Other funding options like equipment financing and real estate investor lines of credit require collateral to your loan application approved. So, before you apply to any alternative lender, be sure you who which loan type you are most likely to qualify for.
Merchant Cash Advances
The Merchant Cash Advance, or MCA, is a financial product used to analyze past revenues and sales to decide the loan amount you qualify for. The MCAs are also called working capital loans, or business cash advances. The merchant cash advance payments are deducted from future sales, either daily or weekly.
Thus, the most important approval factor for MCAs is the sales volume. In this type of business financing, your chances to get funded are high even with a bad personal credit score. What you still need to provide for loan approval is a minimum monthly revenue amounting to $5-10k. Furthermore, a lender will also impose a minimum credit score requirement, somewhere between 450-600.
This is a financing method that leverages the outstanding invoices of a company. The purpose of invoice financing is to assist businesses in need to manage cash flow issues. Working with an invoice factoring company is opposed to taking a loan from traditional banks, as the former focuses on your accounts receivables and is not much concerned about low credit scores.
In general, this funding solution goes with a cash advance rate of around 85% off all invoices purchased. The money is released within several business days. The invoice payments are collected for 30 to 90 days, and afterward, you can get the remaining balance.
This method answers the short-term financing needs of small business owners. The process includes selling all the unpaid customer invoices to third-party invoice factoring companies to get the cash.
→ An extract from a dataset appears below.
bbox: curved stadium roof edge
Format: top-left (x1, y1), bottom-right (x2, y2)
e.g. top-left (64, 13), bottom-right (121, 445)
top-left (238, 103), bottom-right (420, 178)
There are invoice factoring fees that range between 1-5%. Their variation is determined by invoice terms, industry, and business owner creditworthiness. You must also factor add in all extra costs, like servicing or processing fees, bank or wires fees, application or setup fees, and early termination or monthly minimum fees.
Just by complying with the minimum credit score requirements, you can find online lenders available to lease or finance equipment for the newly established small business owner. Equipment financing includes a wide variety of machines, from heavy construction equipment to the company vehicle, to restaurant kitchen appliances, and much more. You can use this type of financing to borrow or purchase the respective physical asset that you need for your business.
This only simplifies the process for businesses as this physical asset will serve as collateral before the lender. It completely differs from typical small business loans and other bad credit business loans. In case of your payment default on your business lease or loan, automatically the lender has the right to repossess the asset. The advantage for the borrower consists of an easier application and almost guaranteed approval. On the other hand, there is less risk for the lender and a higher for the business.
The responsibilities differ from small business loan options. You have to always focus on what and from whom you’re buying before you get a financing quote. Most likely the money will never directly enter your business bank account. The equipment financing terms differ from your financing option, loan, or lease, and can spread over a period between 2 and 7 years.
As the equipment financers are covering a large percentage or even all of the equipment cost. For this reason, the lenders prefer to pay the vendor directly. Afterward, you will start making monthly payments to cover the principal and the added interest. In case you default, the financer gets to repossess your equipment and can decide to resell it.